“On mentioning this circumstance to Dr. Johnson, he said that ‘if Mr. Cole had scribbled in the margin of his books merely to give vent to his thoughts, it was a very harmless amusement; but then he ought to have ordered them to be burnt at his death: that if it arose from malignity, it argued a very base disposition, especially in the case of Mr. Walpole, with whom he kept up a friendly correspondence to the last. If however a man found he could not restrain his ill-humour within bounds, it would be much the shortest and fairest way’ (he added, with a smile) ‘to keep one fair paperbook, for the purpose of abusing all his acquaintance.’

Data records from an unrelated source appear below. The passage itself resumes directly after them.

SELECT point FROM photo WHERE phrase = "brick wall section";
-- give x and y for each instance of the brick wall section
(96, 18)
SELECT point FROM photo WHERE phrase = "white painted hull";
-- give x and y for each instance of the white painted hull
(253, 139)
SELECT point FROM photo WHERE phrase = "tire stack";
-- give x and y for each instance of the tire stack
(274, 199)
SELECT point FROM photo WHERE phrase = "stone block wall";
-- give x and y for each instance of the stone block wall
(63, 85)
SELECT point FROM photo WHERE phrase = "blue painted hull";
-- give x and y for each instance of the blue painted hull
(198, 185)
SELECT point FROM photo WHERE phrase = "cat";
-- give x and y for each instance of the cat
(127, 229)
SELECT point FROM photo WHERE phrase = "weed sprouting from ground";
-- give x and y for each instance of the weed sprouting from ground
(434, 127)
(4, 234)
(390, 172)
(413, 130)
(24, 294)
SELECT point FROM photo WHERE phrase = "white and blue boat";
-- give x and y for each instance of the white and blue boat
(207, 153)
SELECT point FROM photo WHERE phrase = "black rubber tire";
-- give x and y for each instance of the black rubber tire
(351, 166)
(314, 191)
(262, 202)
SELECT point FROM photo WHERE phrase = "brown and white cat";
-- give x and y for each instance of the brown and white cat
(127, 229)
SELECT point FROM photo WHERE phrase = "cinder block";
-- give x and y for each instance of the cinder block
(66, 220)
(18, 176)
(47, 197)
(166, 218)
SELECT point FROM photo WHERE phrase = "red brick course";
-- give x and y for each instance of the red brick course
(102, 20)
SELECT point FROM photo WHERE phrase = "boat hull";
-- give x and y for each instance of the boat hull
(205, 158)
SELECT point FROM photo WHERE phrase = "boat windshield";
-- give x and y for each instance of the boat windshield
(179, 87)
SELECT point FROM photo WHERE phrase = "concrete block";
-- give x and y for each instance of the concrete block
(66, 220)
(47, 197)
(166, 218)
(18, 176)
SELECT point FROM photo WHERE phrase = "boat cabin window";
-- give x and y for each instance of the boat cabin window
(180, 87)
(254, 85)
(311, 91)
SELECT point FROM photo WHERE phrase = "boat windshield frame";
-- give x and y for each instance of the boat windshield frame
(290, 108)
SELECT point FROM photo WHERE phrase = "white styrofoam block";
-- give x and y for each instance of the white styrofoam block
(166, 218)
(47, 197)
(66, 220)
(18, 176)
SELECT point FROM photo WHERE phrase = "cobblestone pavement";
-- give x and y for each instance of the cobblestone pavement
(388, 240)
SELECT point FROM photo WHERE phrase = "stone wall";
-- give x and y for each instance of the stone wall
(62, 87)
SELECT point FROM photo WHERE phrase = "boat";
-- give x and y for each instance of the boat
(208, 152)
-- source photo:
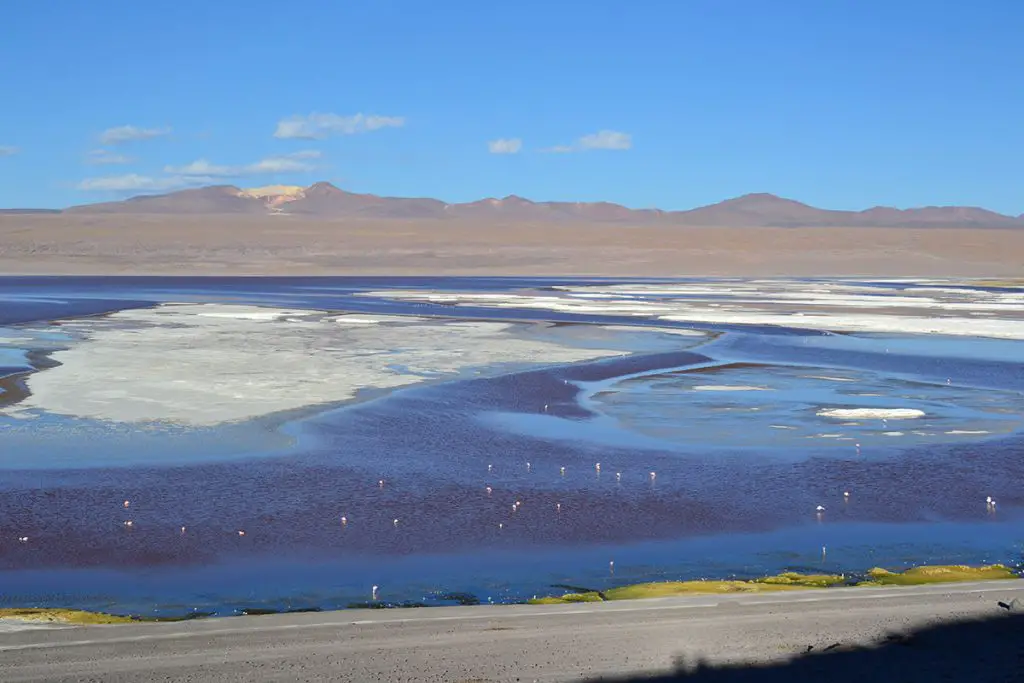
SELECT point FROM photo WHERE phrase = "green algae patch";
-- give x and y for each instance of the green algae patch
(938, 573)
(568, 598)
(804, 580)
(671, 588)
(55, 615)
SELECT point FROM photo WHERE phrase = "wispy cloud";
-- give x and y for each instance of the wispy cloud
(602, 139)
(317, 126)
(138, 183)
(201, 172)
(107, 158)
(505, 145)
(292, 163)
(121, 134)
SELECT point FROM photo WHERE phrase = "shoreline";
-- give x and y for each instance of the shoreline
(785, 584)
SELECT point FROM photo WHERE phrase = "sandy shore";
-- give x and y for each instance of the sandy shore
(284, 245)
(934, 633)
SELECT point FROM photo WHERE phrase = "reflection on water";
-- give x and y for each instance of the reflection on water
(491, 485)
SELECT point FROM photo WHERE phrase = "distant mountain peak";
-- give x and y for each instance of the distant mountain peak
(326, 200)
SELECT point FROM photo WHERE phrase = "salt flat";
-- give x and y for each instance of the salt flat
(836, 306)
(208, 364)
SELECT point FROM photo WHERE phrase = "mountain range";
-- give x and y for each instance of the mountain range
(323, 200)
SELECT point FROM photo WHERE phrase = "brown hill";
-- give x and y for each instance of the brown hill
(324, 200)
(211, 200)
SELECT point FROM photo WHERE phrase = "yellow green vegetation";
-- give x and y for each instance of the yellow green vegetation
(784, 582)
(590, 596)
(936, 574)
(804, 580)
(787, 582)
(56, 615)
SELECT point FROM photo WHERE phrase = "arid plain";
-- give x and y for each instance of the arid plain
(252, 245)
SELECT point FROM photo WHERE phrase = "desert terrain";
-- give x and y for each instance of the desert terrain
(324, 230)
(266, 245)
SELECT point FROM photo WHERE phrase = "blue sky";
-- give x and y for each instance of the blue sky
(674, 103)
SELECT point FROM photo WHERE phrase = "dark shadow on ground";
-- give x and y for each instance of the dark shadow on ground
(974, 651)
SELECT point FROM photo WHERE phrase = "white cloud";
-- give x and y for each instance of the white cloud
(135, 182)
(292, 163)
(606, 139)
(317, 126)
(602, 139)
(121, 134)
(506, 145)
(201, 172)
(107, 158)
(305, 154)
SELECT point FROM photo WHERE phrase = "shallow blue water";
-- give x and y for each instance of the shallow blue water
(732, 496)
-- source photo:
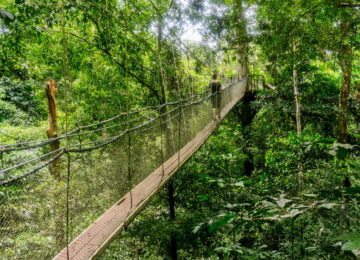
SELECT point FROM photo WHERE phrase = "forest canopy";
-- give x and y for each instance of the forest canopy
(278, 179)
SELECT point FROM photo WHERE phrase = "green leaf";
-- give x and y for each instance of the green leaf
(328, 205)
(351, 245)
(221, 222)
(348, 236)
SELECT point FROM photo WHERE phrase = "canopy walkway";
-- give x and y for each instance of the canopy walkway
(101, 184)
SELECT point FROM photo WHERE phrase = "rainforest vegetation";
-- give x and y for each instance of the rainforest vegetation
(278, 179)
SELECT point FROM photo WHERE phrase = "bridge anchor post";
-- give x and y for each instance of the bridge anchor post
(173, 242)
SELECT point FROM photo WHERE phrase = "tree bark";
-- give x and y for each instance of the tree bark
(51, 132)
(296, 93)
(345, 60)
(242, 39)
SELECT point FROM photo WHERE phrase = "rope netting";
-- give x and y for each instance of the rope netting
(39, 208)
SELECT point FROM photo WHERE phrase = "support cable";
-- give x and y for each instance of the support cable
(66, 130)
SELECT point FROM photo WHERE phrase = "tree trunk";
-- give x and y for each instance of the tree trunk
(242, 39)
(296, 93)
(54, 166)
(51, 132)
(345, 60)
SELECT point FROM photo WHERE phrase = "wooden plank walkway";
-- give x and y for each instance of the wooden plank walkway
(98, 235)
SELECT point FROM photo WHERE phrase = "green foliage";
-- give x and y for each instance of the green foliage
(18, 99)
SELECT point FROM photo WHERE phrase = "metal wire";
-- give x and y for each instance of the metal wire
(38, 204)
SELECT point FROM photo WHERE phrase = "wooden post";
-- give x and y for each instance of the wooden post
(173, 242)
(52, 132)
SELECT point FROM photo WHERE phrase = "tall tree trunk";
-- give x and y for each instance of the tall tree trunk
(168, 147)
(54, 168)
(242, 39)
(345, 60)
(296, 93)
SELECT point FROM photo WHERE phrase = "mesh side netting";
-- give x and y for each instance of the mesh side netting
(40, 212)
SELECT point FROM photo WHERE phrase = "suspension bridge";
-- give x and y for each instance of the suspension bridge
(68, 196)
(69, 217)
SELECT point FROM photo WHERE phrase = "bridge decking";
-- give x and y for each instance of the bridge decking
(98, 235)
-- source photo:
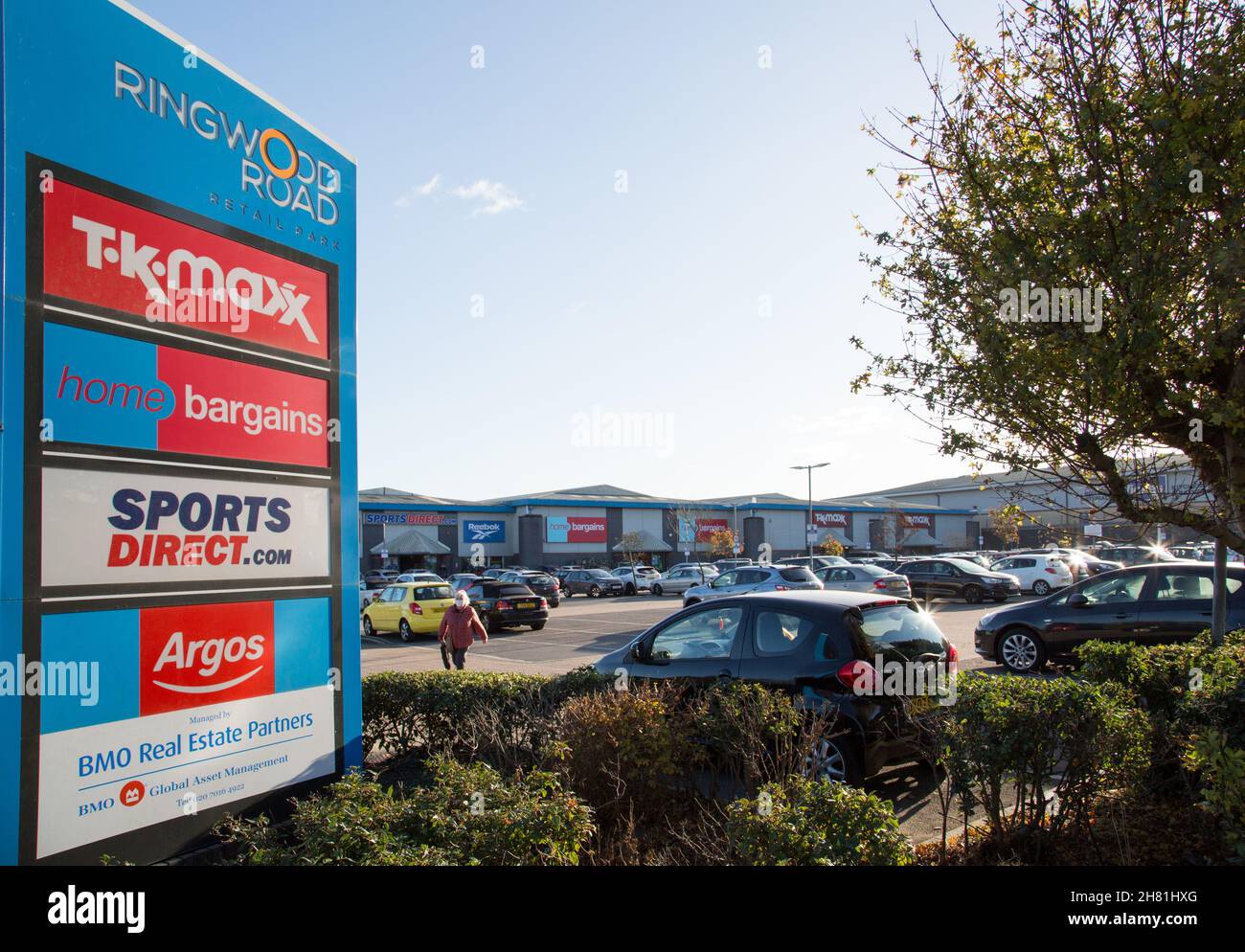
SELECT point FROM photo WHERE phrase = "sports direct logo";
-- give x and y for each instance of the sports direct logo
(111, 254)
(194, 655)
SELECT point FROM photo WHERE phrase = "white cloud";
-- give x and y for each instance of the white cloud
(492, 196)
(415, 192)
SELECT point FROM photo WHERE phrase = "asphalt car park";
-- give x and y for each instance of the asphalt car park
(581, 630)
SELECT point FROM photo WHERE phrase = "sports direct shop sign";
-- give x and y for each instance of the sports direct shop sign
(178, 482)
(163, 529)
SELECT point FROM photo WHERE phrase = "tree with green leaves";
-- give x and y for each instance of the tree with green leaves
(1070, 257)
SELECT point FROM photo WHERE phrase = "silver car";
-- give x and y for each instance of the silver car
(866, 578)
(754, 578)
(676, 581)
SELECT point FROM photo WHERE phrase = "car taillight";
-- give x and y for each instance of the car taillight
(857, 676)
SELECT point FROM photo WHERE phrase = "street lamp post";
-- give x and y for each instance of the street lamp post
(808, 532)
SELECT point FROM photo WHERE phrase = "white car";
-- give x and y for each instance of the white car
(639, 578)
(1038, 574)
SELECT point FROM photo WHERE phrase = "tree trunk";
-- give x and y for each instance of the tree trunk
(1219, 606)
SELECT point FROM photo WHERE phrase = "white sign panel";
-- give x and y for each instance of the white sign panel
(98, 782)
(117, 528)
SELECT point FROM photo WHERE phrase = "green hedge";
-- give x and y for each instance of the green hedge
(407, 711)
(816, 823)
(1038, 751)
(467, 817)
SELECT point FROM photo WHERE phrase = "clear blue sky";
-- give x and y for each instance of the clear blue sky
(501, 182)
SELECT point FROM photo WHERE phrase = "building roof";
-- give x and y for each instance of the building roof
(648, 543)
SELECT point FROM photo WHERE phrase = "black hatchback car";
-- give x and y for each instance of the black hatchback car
(540, 582)
(816, 645)
(505, 605)
(590, 581)
(1145, 603)
(957, 578)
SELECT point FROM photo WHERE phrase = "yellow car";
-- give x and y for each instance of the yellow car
(409, 609)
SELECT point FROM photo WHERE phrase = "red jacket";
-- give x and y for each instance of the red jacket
(462, 626)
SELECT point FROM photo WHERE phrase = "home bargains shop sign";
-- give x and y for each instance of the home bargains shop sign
(178, 443)
(576, 529)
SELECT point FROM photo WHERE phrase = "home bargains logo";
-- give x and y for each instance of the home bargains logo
(103, 252)
(577, 529)
(195, 655)
(112, 391)
(832, 520)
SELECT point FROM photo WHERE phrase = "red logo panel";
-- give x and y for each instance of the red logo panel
(243, 412)
(197, 655)
(103, 252)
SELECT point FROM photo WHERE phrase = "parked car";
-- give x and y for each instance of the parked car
(506, 605)
(421, 575)
(1137, 554)
(814, 561)
(709, 569)
(409, 609)
(676, 581)
(754, 578)
(378, 578)
(638, 578)
(1146, 603)
(864, 578)
(593, 582)
(540, 582)
(817, 646)
(1038, 574)
(957, 578)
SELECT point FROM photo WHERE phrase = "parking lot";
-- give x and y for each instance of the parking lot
(581, 630)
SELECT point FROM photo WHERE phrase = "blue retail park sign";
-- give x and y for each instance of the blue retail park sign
(178, 486)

“This Mr. Cole had another practice that seems hardly justifiable[1] in the extent to which he carried it. He kept all the letters he received, especially from literary persons, and pasted them into a large book. This, with all his other manuscript collections, he has devised to the British Museum, but ordered them not to be opened for thirty years. By that time, the anecdotes they contain will have little value; and most of those who take an interest in them will be dead. I should like much to see Mr. Walpole’s letters, he being a very lively and entertaining writer. My friend, Mr. Jephson, the author of several excellent tragedies, has had many letters from him, some of which I have seen, containing much good criticism on plays and playwriters.”
- ↑ Why not? Literary history without them would be of little interest. How much should we lose in authentic contemporary history and anecdote, were those of one of the parties mentioned here (Walpole) suppressed?